Both the employers and the Trump administration warn that if these practices are deemed to be sex discrimination, all sex-specific workplace distinctions will be doomed, from separate men’s and women’s restrooms to sex-specific dress codes. But the validity of those rules will not be affected by these three Supreme Court cases. All that is at issue in them is whether firing someone for being lesbian, gay, or transgender is “because of sex.”
That is not even in dispute with respect to sex-specific workplace rules. Sex-segregated restrooms and sex-specific dress codes expressly differentiate “because of sex.” But Title VII does not prohibit all sex differentiation. The validity of such rules turns not on whether they are sex-based—of course they are—but on whether they impose discriminatory “terms [and] conditions…of employment,” a different question under the statute. Lower courts have generally upheld dress codes, finding that even though they are based on sex, the distinctions they impose do not sufficiently alter the terms and conditions of employment to violate Title VII. Ruling that discrimination on the basis of sexual orientation or transgender status is sex discrimination will therefore not invalidate all sex-specific rules.
Recognizing that discrimination against transgender people is a form of sex discrimination may require that employers accommodate transgender employees within those sex-specific rules—by allowing them, for example, to follow the dress code associated with their gender identity (as Aimee Stephens was willing to do). Just as employers had to accommodate women in what were previously male-only workplaces, so, too, sex equality demands accommodation of transgender people. But it does not require elimination of all sex-specific rules.
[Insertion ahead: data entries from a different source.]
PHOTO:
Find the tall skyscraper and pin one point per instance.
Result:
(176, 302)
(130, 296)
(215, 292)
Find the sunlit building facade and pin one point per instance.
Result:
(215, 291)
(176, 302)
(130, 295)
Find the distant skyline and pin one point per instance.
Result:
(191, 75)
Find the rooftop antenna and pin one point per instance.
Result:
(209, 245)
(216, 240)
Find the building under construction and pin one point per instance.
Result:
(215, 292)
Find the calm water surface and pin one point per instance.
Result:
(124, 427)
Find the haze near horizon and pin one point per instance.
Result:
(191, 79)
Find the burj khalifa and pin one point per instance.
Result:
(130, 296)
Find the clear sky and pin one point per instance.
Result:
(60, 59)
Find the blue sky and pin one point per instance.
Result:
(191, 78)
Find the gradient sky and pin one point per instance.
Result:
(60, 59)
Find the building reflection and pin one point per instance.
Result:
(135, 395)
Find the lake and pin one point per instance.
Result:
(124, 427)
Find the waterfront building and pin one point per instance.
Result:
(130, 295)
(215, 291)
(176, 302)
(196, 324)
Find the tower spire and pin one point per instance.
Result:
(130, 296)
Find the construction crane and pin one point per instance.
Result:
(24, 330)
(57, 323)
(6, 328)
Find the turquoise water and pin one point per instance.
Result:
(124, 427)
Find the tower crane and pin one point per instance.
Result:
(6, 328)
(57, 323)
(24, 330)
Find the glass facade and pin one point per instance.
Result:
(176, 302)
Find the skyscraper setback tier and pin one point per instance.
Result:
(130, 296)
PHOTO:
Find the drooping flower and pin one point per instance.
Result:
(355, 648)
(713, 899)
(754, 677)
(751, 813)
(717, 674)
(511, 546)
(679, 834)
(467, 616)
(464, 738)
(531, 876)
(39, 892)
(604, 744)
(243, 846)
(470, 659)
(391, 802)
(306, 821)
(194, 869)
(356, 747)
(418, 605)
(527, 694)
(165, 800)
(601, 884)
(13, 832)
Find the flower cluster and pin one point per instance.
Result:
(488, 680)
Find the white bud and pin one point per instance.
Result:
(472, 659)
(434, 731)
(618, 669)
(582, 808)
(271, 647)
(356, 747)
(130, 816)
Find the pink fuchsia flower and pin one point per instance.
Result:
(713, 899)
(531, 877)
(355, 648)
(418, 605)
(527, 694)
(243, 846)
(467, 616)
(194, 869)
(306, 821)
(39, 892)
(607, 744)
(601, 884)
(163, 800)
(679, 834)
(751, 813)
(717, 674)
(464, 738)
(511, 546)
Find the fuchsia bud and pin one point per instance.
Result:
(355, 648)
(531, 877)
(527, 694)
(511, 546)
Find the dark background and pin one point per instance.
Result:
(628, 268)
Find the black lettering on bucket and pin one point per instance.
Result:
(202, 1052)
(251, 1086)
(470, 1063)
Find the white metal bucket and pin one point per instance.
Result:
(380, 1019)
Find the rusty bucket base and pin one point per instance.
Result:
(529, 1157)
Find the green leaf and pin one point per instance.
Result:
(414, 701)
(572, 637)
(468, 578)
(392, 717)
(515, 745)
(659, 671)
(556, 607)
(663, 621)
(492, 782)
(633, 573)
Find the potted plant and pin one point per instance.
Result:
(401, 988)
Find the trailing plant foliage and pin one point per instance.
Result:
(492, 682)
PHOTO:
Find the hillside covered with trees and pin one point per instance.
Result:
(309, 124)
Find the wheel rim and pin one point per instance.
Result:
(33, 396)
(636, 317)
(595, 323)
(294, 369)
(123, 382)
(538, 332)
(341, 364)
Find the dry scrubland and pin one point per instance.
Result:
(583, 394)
Part of the reason these cases may seem challenging is that it is not uncommon in our culture to think of discrimination on the basis of sex as distinct from discrimination on the basis of sexual orientation or gender identity. The movements that have arisen to insist on equality for women, for gay men and lesbians, and for bisexual and transgender people have distinctive (though overlapping) attributes and histories. But their distinctiveness in some cultural and historical respects does not mean they are legally unrelated. At bottom, they all involve the enforcement of particular sex-specific attitudes about how women and men, respectively, should act, as women and men. To insist that men should love only women, or that those assigned a male sex at birth should identify as men is, literally, to enforce a sex-specific rule. And to fire someone for contravening such a rule is to discriminate “because of sex.”